L’auteur (Jacques Szmaragd) y présentait le « GESOP » qui complotait pour révolutionner (faire disparaitre) l’école et les réactions (évidemment ridicules) de la mili. Il soulignait avec malice :
– Le noyautage de toutes les activités des élèves, en particulier la bibliothèque, par le « GESOP » et son animateur « Lipschitz » [1].
– L’ambition de ce dernier, qui se voyait Calife à la place du Calife
– L’inflation de démocratie participative en créant comités et réunions à tout propos.
– La manipulation des amphis (on vote pour décider ce qu’on va voter) et leur ambiance qui préfigurait les exploits de LFI au parlement.
– L’ambiguïté de la mili.
– La « complicité » entre la Khômiss et la mili.
– Les petits défauts de chacun.

Quelques détails croustillants et prémonitoires :
– Dans la scène d’ouverture des sorcières, un conjuré paraphrasait Hamlet en disant  » touillons avec courage ce répugnant magma », annonçant le bouillonnement de mai qui suivra quelques mois plus tard.
– Un cauchemar à Palaiseau lançait un clin d’œil au futur déménagement.
– Le camarade titulaire du rôle du « corbeau » s’illustra, plus tard dans la vraie vie, dans un rôle assez proche.
– Le rôle de Strophe (le major) était joué par Alain Lipietz (que nous avons eu l’occasion de maltraiter par ailleurs), qui, semble-t-il, s’est volontiers prêté au jeu.

La campagne Kès

Alors quand vint la campagne de Kès, à l’hiver 67-68, les choses sérieuses commencèrent. À l’époque, les candidats caissiers faisaient un binôme, dénommé xTy (x en tandem avec y). Mais il y eut en 67 une candidature dissidente, avec un triumvirat, NPS (les initiales des trois candidats), manière déjà explicite de refuser les règles du jeu. La campagne fut bien sûr l’occasion pour eux de porter la bonne parole et de mesurer leur influence.
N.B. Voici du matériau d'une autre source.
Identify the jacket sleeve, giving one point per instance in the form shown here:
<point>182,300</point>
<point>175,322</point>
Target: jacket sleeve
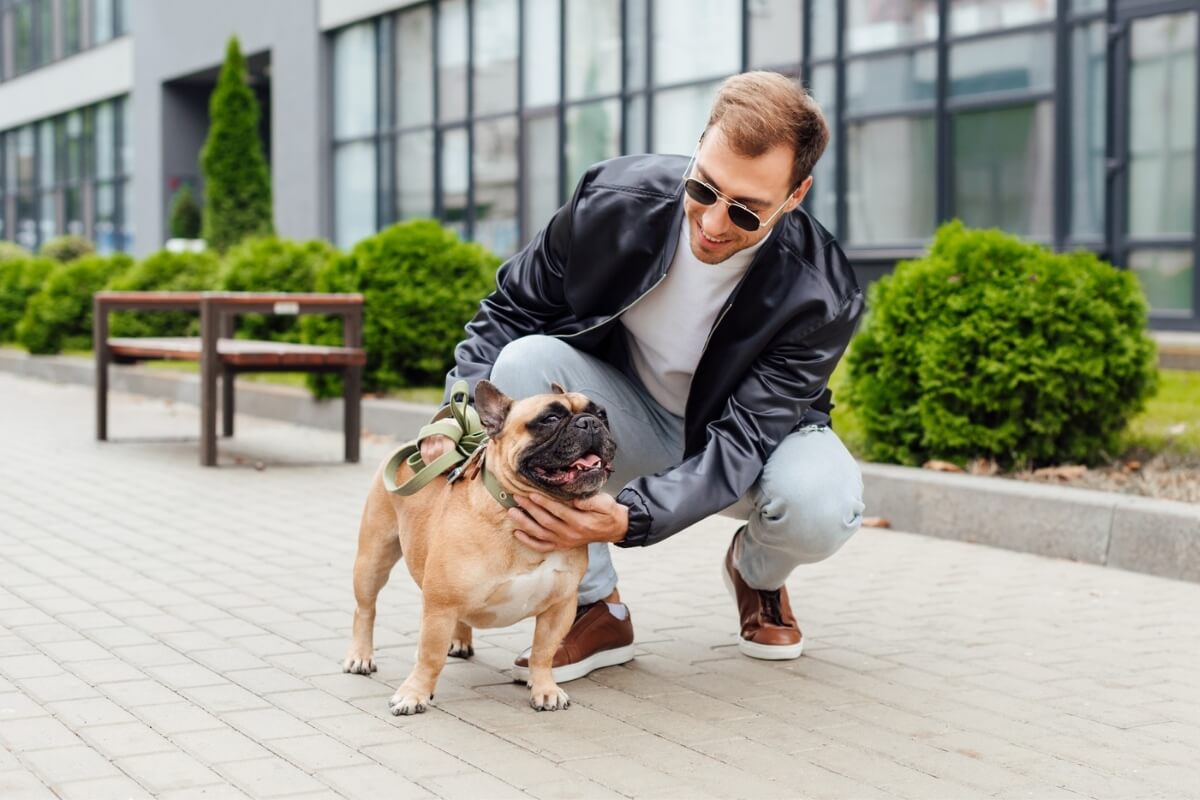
<point>766,407</point>
<point>528,295</point>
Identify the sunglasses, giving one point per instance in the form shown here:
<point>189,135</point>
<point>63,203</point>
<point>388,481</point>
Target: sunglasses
<point>707,194</point>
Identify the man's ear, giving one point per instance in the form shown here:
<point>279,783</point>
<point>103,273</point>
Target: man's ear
<point>492,405</point>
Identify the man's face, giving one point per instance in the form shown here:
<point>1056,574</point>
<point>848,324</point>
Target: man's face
<point>761,184</point>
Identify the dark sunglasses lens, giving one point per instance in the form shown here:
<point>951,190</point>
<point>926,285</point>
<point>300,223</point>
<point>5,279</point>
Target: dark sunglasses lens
<point>743,218</point>
<point>699,192</point>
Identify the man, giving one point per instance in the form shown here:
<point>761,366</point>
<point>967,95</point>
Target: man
<point>706,310</point>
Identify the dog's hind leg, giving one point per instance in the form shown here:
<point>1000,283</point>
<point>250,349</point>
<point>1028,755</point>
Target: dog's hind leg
<point>417,691</point>
<point>461,644</point>
<point>378,552</point>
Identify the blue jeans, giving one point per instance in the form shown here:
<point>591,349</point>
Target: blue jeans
<point>804,506</point>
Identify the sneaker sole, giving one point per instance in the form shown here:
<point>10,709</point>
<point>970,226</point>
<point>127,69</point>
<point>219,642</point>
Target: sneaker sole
<point>568,673</point>
<point>753,649</point>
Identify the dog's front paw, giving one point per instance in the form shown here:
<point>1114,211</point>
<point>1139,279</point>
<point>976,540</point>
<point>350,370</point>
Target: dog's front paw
<point>359,665</point>
<point>460,649</point>
<point>549,698</point>
<point>406,702</point>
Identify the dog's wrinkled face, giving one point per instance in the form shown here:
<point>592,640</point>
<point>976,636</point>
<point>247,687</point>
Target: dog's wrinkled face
<point>558,444</point>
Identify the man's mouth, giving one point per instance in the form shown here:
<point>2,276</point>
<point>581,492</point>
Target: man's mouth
<point>586,467</point>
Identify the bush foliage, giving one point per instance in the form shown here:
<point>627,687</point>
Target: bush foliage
<point>67,248</point>
<point>420,286</point>
<point>237,179</point>
<point>991,347</point>
<point>59,316</point>
<point>273,264</point>
<point>163,271</point>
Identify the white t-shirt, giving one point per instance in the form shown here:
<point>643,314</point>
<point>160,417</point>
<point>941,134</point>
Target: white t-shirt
<point>667,328</point>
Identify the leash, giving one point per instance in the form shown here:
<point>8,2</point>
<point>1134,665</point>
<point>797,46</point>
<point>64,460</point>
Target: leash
<point>462,426</point>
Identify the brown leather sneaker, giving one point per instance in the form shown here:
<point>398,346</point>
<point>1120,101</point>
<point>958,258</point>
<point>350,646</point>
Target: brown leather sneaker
<point>601,636</point>
<point>768,627</point>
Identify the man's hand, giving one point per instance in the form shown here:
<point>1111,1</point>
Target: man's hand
<point>433,447</point>
<point>546,524</point>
Trois équipes étaient en lice. Le vote a eu lieu en soirée. Au premier tour, NPS a pris la tête, avec une large avance. Pour beaucoup d’entre nous, le ciel nous tombait sur la tête, le résultat final ne faisait guère de doute. Mais le deuxième tour ne parvint pas à départager les deux candidats restants, HTP contre NPS. En effet, l’égalité était presque parfaite et les bulletins blancs ou fantaisistes avaient empêché d’atteindre les 50%. Et la même situation s’est invitée pendant plusieurs tours, avant que finalement HTP ne l’emporte de quelques voix. L’un des membres du trio, beau joueur, m’a récemment écrit :

Rien là cependant qui m’ait laissé quelque amertume tant il était finalement « logique » que ce soit HTP qui, sur le long terme, « représente » cette promotion : dans quelle galère me serais-je engagé si je devais, aujourd’hui encore, le faire !

Ce soir-là, l’X a tremblé sur ses bases. NPS affichait clairement la couleur, ils voulaient la disparition de l’X en tant que telle, que ce soit son statut militaire ou son côté élitiste. Leur élection à la Kès aurait profondément transformé la vie et peut-être l’avenir, de l’X. Le boulet était passé près.

Le Point Gamma

Le point Gamma, c’était l’évènement festif du quartier latin, le passage obligé… Il se tint le 4 mai 68…

Tu en sauras plus au prochain épisode. Le suspense est insupportable…

1 Avatar de Lipietz, clin d’œil au théorème de Cauchy-Lipschitz et source d’une réplique prémonitoire de la pièce : « il faut éviter de passer par les conditions de Lipschitz »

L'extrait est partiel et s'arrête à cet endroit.